There has to be something about the structure of my garden that both reflects and feeds into the structure of my writing. And the moods of the garden surely affect the way I work. A garden is like a novel, really, you have a plan, but it modifies as you go along and encounter the realities of the plot (unintentional pun, but it works!) I told a friend recently that the garden's like a piece of music, always moving, always changing - but that applies to fiction, too. It has its own rhythm and pace, its moments of splashy excitement, then the quiet sections that build up to new intense action.



The garden also feeds me and my husband in a real, corporeal way. And the slugs feed, too, though so far only one of my lovely Salad Bowl lettuces, with their yellow wavy-edged leaves, has been munched. They're pull and come again lettuces, and keep going for six weeks or so if I keep picking, giving us generous salads several days a week. They have a faint bitterness that intensifies as they get older, but never too much, and make a wonderful salad just on their own, with oil and vinegar dressing.



and today there are redcurrants ripe, two bushes in the fruit cage, one outside. Like strict Islamic women, the one that's gone outside is veiled, though you can see its berries, so maybe not so strictly veiled after all. It's the birds who have to be kept at bay, though, not the male sex. I guess the black netting is rather sexy veiling, actually, like the little hat with a black net veil that my grandmother used to have, and that I used for dressing-up when I was little.



After the rain, most of the flowers are sated with wetness, drugged with it, hanging their heads. But the bearded irises are alert, bright and cheerful, odd for flowers that flourish in dry conditions.



The garden is a thing of viewpoint. I tend to plan it to be seen from the house, but it opens up vistas, as I walk round it, that I never expected, and because the viewpoint is new, it's more attractive to me. I like it that not all of its sights are visible from the house. Going inside the corkscrew willow isn't just a way to get a fine shower-bath, but is another way of seeing the garden.

I think this also has something to do with the novel - writing first drafts I always have to stop myself just pushing the plot forward '- and then this happened, and then that happened -' Bah! but to change authorial position and look at the narrative differently.

My rain-tubs filled up again last night, for which much thanks.
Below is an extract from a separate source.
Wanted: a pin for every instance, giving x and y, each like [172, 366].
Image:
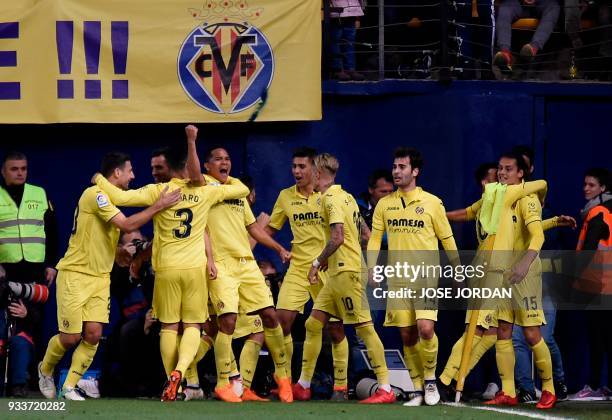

Oh, the blissful sound of water gurgling into them, after I'd almost emptied them. I have five rain-tubs, with a combined storage capacity of about 1400 litres, but it's amazing how they empty in dry summers.

I was glad, though, to have the one that drains the shed roof empty, as the water smelt of old cabbage leaves, and when I got down to the bottom it was full of worms. How they got in, I have no idea; all my rain-tubs are covered, and worms don't live on shed roofs, surely? Or in the gutter round the shed? The Germans do call them Regenwürmer, which means 'rain-worms' so maybe the clouds are full of worm-eggs.

I cleaned that one out with liquid soap and now, hopefully, it will smell nice till the next lot of worms come out of the sky.

2 comments:

  1. Lovely photos Leslie! I'm envious of your irises. I do think gardening is like writing...both very frustrating most of the time.

    ReplyDelete
  2. I find gardening pretty satisfying, compared to writing, though there are always the slugs.. but right now I'm about to get spring cabbage for dinner and pick some redcurrants, and that's a good feeling! And I was stuck with the novel, but writing the blog post has sorted me out.